The effective reproduction number (Rt) of Covid-19 cases in the country, now at 0.83, continues to drop, an infectious disease expert said Wednesday.
In a Facebook post, infectious diseases expert Dr. Edsel Salvaña, who is also a member of the Department of Health (DOH) Technical Advisory Group, said the less than one Rt of infections nationwide has a 90 percent confidence interval, from 0.73 to 0.93.
The Rt, the virus’ actual transmission rate at a given time, refers to the growth or decrease in cases.
“That upper limit of 0.93 is very important, as it shows that the Rt is almost definitely less than 1 even if we take a very conservative view of the data. As always, these refer to cases that were most likely infected 2 weeks ago and so it doesn’t necessarily predict what is currently happening in real time,” Salvaña said.
With the downward trend, the positivity rate and healthcare utilization rates are also going down.
“However, Delta and the next variants are still lurking and it is not yet time to relax. Keep those masks on and let’s get everyone vaccinated,” Salvaña said.
On Tuesday, the DOH reported 9,055 new reported cases – much lower than the over 20,000 infections logged last week.
“Some may also have noticed an increase in severe and critical among active cases. This is due to the fact that tagged recoveries from asymptomatic and mild are done 10 days from positive/start of symptoms respectively while it takes 21 days for severe/critical to be tagged as recovered,” Salvana said.

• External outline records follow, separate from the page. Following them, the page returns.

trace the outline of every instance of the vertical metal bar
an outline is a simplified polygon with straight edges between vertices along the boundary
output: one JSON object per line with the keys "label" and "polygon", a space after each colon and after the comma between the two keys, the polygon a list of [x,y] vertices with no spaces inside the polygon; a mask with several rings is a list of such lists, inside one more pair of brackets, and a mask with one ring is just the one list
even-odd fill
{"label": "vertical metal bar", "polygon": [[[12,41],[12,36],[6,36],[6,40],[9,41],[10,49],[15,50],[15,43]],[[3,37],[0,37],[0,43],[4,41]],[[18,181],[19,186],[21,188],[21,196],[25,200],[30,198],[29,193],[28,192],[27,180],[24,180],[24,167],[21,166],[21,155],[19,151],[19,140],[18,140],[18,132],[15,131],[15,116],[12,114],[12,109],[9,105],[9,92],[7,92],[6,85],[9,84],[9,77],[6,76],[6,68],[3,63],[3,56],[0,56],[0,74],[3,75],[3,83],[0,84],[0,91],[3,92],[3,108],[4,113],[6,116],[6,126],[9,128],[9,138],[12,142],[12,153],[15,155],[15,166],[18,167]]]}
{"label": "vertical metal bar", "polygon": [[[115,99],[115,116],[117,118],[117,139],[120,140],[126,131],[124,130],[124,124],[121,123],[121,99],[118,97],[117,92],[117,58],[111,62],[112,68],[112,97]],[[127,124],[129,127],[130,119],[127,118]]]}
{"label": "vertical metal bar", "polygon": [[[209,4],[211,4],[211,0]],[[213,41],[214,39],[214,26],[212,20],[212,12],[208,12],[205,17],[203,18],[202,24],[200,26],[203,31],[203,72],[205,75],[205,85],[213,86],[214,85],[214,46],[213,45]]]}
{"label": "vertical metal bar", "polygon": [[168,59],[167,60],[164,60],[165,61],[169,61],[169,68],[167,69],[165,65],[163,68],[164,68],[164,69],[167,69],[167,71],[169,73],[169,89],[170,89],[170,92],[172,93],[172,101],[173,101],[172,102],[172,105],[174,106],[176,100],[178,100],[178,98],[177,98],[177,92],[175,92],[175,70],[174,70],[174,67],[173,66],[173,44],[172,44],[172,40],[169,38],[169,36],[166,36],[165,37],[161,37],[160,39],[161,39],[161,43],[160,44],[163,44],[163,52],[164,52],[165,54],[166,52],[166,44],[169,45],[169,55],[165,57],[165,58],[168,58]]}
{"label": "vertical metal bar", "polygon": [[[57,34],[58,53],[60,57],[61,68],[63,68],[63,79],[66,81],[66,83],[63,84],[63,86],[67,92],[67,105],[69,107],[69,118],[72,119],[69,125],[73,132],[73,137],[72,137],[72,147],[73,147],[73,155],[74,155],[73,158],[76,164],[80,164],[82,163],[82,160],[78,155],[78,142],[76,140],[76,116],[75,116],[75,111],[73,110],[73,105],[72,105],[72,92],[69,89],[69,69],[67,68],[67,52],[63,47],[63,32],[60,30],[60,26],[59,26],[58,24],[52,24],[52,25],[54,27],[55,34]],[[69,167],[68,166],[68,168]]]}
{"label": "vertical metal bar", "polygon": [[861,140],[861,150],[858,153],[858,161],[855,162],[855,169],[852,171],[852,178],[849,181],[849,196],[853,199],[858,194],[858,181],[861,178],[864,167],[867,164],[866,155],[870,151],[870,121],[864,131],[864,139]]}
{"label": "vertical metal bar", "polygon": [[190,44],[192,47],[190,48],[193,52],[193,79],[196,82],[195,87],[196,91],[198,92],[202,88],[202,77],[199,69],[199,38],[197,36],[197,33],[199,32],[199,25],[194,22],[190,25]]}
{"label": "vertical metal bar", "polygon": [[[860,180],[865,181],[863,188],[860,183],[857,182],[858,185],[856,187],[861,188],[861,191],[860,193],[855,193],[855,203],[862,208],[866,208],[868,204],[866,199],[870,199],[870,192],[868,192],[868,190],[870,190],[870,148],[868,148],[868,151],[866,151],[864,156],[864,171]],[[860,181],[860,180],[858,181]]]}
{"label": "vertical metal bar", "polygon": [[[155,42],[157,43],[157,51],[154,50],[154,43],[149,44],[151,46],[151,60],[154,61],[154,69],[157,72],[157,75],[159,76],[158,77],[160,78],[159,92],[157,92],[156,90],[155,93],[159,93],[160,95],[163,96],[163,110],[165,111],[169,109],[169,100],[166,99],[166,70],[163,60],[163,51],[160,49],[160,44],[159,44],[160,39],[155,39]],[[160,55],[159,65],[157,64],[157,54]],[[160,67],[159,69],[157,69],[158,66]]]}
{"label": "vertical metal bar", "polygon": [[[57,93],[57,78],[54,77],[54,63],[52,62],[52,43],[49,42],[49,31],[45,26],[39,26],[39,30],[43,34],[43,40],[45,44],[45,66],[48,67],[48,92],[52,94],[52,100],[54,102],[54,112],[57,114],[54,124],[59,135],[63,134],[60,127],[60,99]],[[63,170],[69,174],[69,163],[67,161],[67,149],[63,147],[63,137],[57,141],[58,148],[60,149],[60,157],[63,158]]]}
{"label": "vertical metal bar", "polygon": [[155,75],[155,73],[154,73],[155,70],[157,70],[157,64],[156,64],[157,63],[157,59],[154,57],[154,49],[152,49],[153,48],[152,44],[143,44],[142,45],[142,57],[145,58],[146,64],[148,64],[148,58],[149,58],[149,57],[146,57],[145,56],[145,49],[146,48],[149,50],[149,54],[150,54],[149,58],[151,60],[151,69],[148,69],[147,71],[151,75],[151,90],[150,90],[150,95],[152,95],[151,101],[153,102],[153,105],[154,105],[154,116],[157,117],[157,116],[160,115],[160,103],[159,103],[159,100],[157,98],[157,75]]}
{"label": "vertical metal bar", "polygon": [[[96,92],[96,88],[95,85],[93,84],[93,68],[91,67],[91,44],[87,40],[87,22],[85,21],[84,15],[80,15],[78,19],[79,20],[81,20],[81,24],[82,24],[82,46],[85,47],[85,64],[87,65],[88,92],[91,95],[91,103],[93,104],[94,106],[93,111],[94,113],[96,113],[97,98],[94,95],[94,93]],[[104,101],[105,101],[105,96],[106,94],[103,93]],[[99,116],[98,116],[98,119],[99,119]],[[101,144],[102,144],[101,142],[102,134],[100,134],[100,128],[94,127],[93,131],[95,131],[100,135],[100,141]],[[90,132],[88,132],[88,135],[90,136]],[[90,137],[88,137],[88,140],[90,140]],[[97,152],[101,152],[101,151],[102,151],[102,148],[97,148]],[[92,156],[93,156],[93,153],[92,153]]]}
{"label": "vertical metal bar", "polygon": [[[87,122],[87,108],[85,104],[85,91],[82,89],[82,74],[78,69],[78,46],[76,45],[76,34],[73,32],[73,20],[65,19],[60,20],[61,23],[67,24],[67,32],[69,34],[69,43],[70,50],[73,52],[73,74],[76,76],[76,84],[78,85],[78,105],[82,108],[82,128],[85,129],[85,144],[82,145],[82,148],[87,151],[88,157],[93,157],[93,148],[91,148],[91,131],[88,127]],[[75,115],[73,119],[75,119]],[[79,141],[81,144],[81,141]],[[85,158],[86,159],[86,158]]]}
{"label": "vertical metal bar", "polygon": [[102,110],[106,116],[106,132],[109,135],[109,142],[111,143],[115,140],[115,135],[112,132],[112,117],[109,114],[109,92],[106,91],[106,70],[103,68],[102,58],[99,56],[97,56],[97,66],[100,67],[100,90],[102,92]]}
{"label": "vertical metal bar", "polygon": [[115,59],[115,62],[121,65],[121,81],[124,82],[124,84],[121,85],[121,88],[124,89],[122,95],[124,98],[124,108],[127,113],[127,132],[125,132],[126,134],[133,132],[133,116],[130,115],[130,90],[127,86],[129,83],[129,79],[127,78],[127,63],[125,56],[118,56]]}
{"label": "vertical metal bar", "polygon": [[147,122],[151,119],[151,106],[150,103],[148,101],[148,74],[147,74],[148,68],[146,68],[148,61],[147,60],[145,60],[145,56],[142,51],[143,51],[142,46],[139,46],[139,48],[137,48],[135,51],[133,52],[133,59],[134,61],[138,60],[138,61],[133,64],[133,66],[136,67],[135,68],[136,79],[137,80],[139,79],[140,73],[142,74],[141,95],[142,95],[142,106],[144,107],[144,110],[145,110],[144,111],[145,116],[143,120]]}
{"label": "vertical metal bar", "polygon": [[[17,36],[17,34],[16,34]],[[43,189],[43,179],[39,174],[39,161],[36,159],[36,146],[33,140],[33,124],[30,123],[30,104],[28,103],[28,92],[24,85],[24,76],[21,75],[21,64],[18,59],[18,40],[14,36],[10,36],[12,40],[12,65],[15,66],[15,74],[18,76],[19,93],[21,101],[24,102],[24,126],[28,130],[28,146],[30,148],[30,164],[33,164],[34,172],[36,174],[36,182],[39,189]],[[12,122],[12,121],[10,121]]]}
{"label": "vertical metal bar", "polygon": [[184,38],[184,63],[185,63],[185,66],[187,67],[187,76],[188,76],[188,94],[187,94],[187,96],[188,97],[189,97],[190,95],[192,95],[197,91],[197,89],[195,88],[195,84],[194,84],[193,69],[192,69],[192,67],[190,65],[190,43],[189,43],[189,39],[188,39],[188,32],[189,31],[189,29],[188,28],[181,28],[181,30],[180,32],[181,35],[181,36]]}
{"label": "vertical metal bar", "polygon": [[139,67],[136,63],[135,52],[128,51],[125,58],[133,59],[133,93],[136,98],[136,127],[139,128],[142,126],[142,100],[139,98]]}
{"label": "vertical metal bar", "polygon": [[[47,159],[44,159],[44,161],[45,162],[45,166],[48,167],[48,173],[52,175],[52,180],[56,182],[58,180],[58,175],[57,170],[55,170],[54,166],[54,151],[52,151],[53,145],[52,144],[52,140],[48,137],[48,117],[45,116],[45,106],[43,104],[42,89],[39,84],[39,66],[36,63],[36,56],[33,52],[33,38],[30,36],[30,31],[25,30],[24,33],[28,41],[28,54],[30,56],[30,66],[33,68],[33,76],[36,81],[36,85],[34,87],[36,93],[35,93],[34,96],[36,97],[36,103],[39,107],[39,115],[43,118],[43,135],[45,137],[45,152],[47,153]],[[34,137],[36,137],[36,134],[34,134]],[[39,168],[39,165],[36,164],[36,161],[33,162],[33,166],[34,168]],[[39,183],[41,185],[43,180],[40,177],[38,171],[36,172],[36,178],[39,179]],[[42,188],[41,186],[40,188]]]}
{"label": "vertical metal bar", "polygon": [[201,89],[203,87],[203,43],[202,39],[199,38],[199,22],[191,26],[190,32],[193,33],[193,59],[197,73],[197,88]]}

He said a bigger proportion of severe and critical cases would be left, as asymptomatic or mild cases are tagged as recovered.
“This should go down naturally in 1 to 2 weeks as the recoveries (or also unfortunately, deaths) from severe and critical are tagged,” he said.
All Covid-19 vaccines effective
Salvaña reiterated that the efficacy of Covid-19 vaccines “do not stop working at six months”.
Citing latest data from the Philippine Food and Drug Administration, he said there was no evidence showing the waning in clinical efficacy over time for any of the Covid-19 vaccines.
“Antibodies go up and down, but T-cells are much longer-lived. Even Dr. Nina Gloriani, who was horribly misquoted by media as saying some vaccines only last six months, eight months or one year has already set the record straight,” Salvaña said.
He added that Gloriani was referring to antibody levels which are not the only correlates of protection.
Health experts have said all available vaccines continue to protect the population against severe symptoms of Covid-19 and even death.
Salvaña also said booster shots may benefit senior citizens, individuals with comorbidities, healthcare workers but these have yet to be scientifically proven.
“We need to prioritize people who have no protection at this time. Let’s focus and get as many people vaccinated with whatever brand as soon possible and that will give us much more protection as a society than giving unproven booster,” he said.